The company, better known as 3aaa, went into administration on October 11 after the government pulled its skills funding contracts following a fraud investigation, which is now being looked into by the police.
A total of 4,216 apprentices were subsequently left without a place to complete their training so the Education and Skills Funding Agency immediately began trying to find them alternative provision.
Skills minister Anne Milton has now revealed that only 1,892 apprentices, or 45 per cent, of those affected have moved on to new providers so far.
Responding to a parliamentary question submitted by shadow skills minister Gordon Marsden, Ms Milton said the ESFA holds responsibility for moving on only those apprentices with non-levy employers, of which there were 1,832.
Of these, the ESFA has “approved 1,358 apprentice transfers to 125 high quality alternative providers”.
Alternative provision for 410 of the remaining apprentices with non-levy employers has been found, according to Ms Milton, but the agency is still in the process of “contacting the providers involved to facilitate the transfers”.
But 64 of the non-levy apprentices have “notified” the ESFA that they have “successfully completed or withdrawn from their apprenticeship”.
A total of 2,384 former 3aaa apprentices were with levy paying employers. Ms Milton said the National Apprenticeship Service account managers “are supporting those employers to identify new providers”.
But to date, only 534 apprentices with levy paying employers have transferred to new providers of their choice.
The apprentice transfer figures come after the ESFA warned it could withdraw funding from providers after FE Week revealed a few of them attempted to poach staff and apprentices 3aaa by using underhand tactics.

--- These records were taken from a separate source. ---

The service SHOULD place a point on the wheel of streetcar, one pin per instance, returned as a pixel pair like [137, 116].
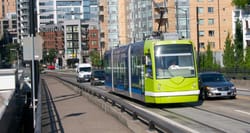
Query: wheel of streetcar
[203, 95]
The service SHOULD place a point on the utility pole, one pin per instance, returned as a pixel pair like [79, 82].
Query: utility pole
[198, 39]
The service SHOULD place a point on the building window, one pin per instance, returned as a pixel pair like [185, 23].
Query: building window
[93, 43]
[202, 45]
[210, 9]
[237, 14]
[212, 44]
[201, 21]
[75, 28]
[201, 33]
[200, 9]
[210, 21]
[69, 36]
[93, 35]
[211, 33]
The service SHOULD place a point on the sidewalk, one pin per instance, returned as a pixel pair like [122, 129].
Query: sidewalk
[74, 113]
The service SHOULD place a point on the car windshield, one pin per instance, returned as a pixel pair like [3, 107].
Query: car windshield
[174, 60]
[213, 78]
[85, 69]
[98, 73]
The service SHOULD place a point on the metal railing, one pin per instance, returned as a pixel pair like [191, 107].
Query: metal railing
[153, 121]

An investigation by this newspaper found that some training providers were “misrepresenting their position” in an effort to recruit those affected.

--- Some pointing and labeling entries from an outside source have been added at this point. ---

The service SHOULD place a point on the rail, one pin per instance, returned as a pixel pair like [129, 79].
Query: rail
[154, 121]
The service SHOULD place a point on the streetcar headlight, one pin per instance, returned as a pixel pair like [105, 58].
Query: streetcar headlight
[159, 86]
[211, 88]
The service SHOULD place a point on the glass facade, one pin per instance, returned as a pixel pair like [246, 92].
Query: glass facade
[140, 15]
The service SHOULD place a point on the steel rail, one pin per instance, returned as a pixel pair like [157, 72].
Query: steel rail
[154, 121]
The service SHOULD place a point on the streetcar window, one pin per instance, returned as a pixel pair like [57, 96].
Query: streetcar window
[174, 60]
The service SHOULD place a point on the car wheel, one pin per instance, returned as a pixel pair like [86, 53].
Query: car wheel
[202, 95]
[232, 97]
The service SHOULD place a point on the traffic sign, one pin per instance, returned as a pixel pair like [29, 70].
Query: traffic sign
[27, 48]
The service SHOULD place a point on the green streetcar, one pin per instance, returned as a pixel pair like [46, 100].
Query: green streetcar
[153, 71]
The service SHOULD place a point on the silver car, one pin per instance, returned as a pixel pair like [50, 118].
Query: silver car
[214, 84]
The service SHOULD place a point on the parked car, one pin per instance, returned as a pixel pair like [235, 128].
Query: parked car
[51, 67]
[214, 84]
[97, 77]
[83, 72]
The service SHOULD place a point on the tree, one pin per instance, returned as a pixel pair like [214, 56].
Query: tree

Tactics included alleged false claims that the ESFA and 3aaa have asked the providers to take on hundreds of people affected.
FE Week revealed what was behind the government and police investigations into 3aaa in November.
The company, which had 500 staff before it went bust when the ESFA pulled its £16.5 million skills contract, allegedly manipulated Individualised Learner Records to artificially inflate achievement rates by a huge amount and misused employer-incentive grants.
A previouse ESFA investigation into 3aaa, carried out by auditing firm KPMG in 2016, had found dozens of success rate “overclaims”.
3aaa was co-founded by Peter Marples and Di McEvoy-Robinson in 2008, but the pair stepped down in September during the midst of the ESFA’s second investigation.
In December the police told FE Week that it hadn’t been able to decide whether or not to open a criminal investigation into 3aaa as it needed to wait for the DfE to “complete its work”.
At the time of going to press the police said there was no update to this.